Versions:

  • 7.1.0
  • 7.0.1
  • 7.0.0
  • 6.1.0
  • 6.0.1
  • 6.0.0
  • 5.0.6
  • 5.0.4
  • 5.0.3
  • 5.0.2
  • 5.0.1
  • 5.0.0
  • 4.4.0
  • 4.3.7
  • 4.3.6
  • 4.3.5
  • 4.3.4
  • 4.3.3
  • 4.3.2
  • 4.3.1
  • 4.3.0
  • 4.2.8
  • 4.2.7
  • 4.2.6
  • 4.2.5
  • 4.2.4
  • 4.2.3
  • 4.2.2
  • 4.2.1
  • 4.2.0
  • 4.1.2
  • 4.1.1
  • 4.1.0
  • 4.0.0
  • 3.3.0
  • 3.2.1
  • 3.2.0
  • 3.1.1
  • 3.1.0
  • 3.0.3
  • 3.0.2
  • 3.0.1
  • 3.0.0
  • 2.3.0
  • 2.2.1
  • 2.2.0
  • 2.1.1
  • 2.1.0
  • 2.0.0
  • 2.2.0-rc1

Wasmer 7.1.0, released by Wasmer, Inc. as the fiftieth iteration of the project, is a WebAssembly runtime whose primary purpose is to execute .wasm modules in a fast, secure, and portable manner.
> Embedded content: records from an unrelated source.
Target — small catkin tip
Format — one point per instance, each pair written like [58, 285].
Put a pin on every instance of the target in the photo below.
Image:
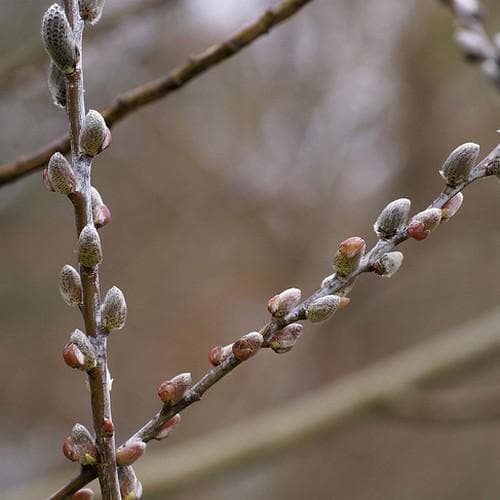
[173, 390]
[95, 135]
[451, 207]
[392, 218]
[388, 264]
[85, 494]
[130, 452]
[69, 450]
[168, 427]
[457, 166]
[89, 247]
[423, 223]
[70, 286]
[284, 340]
[60, 174]
[91, 10]
[280, 305]
[57, 85]
[322, 308]
[58, 39]
[114, 310]
[247, 346]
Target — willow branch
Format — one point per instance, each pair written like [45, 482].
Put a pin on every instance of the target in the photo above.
[333, 285]
[99, 380]
[134, 99]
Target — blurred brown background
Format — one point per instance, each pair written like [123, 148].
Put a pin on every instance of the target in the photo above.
[237, 186]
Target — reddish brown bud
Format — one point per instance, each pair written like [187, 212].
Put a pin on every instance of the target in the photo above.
[219, 353]
[85, 494]
[283, 340]
[108, 426]
[422, 224]
[451, 207]
[69, 450]
[280, 305]
[73, 357]
[130, 486]
[349, 255]
[130, 452]
[247, 346]
[84, 445]
[168, 427]
[172, 391]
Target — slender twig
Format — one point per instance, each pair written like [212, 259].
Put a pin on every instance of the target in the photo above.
[132, 100]
[487, 167]
[99, 379]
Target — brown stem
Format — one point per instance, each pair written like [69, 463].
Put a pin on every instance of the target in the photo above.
[150, 429]
[132, 100]
[99, 379]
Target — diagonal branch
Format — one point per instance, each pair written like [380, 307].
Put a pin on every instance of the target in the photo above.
[335, 284]
[134, 99]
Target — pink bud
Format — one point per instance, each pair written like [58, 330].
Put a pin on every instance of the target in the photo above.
[247, 346]
[451, 207]
[280, 305]
[219, 353]
[168, 427]
[172, 391]
[283, 340]
[130, 452]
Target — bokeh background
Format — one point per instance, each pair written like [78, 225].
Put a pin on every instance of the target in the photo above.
[238, 186]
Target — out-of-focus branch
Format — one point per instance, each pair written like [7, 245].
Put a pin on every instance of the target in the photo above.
[323, 411]
[472, 39]
[134, 99]
[392, 228]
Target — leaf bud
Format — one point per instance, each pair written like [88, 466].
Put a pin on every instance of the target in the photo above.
[128, 453]
[219, 353]
[173, 390]
[324, 307]
[58, 39]
[84, 494]
[114, 310]
[451, 207]
[349, 255]
[69, 450]
[84, 445]
[81, 341]
[456, 168]
[130, 486]
[168, 427]
[89, 247]
[388, 264]
[423, 223]
[91, 10]
[280, 305]
[70, 286]
[57, 85]
[60, 174]
[392, 218]
[247, 346]
[100, 212]
[283, 340]
[95, 135]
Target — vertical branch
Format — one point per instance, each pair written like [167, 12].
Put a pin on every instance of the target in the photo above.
[99, 378]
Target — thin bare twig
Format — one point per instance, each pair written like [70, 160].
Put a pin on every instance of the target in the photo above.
[134, 99]
[337, 284]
By fully supporting both the WebAssembly System Interface (WASI) and Emscripten-generated binaries, the runtime allows developers to treat WebAssembly as ultra-lightweight containers that can be deployed indistinctly on desktop workstations, cloud instances, edge nodes, or resource-constrained IoT devices without recompilation. Typical use cases include running sandboxed command-line tools, plugging portable language interpreters into larger systems, distributing cross-platform plug-ins for desktop applications, and spinning up ephemeral micro-services that benefit from WebAssembly’s strict security model and near-native startup times. Because Wasmer exposes language embeddings for Python, Ruby, C/C++, Rust, Go, PHP, and JavaScript, teams can integrate WebAssembly modules into existing codebases with minimal friction, while DevOps pipelines can leverage the runtime’s headless mode to run server-side workloads inside continuous-integration jobs. The software is catalogued under Developer Tools / Virtualization & Emulation and is available for free on get.nero.com, where downloads are supplied through trusted Windows package sources such as winget, always delivering the latest version and supporting batch installation of multiple applications.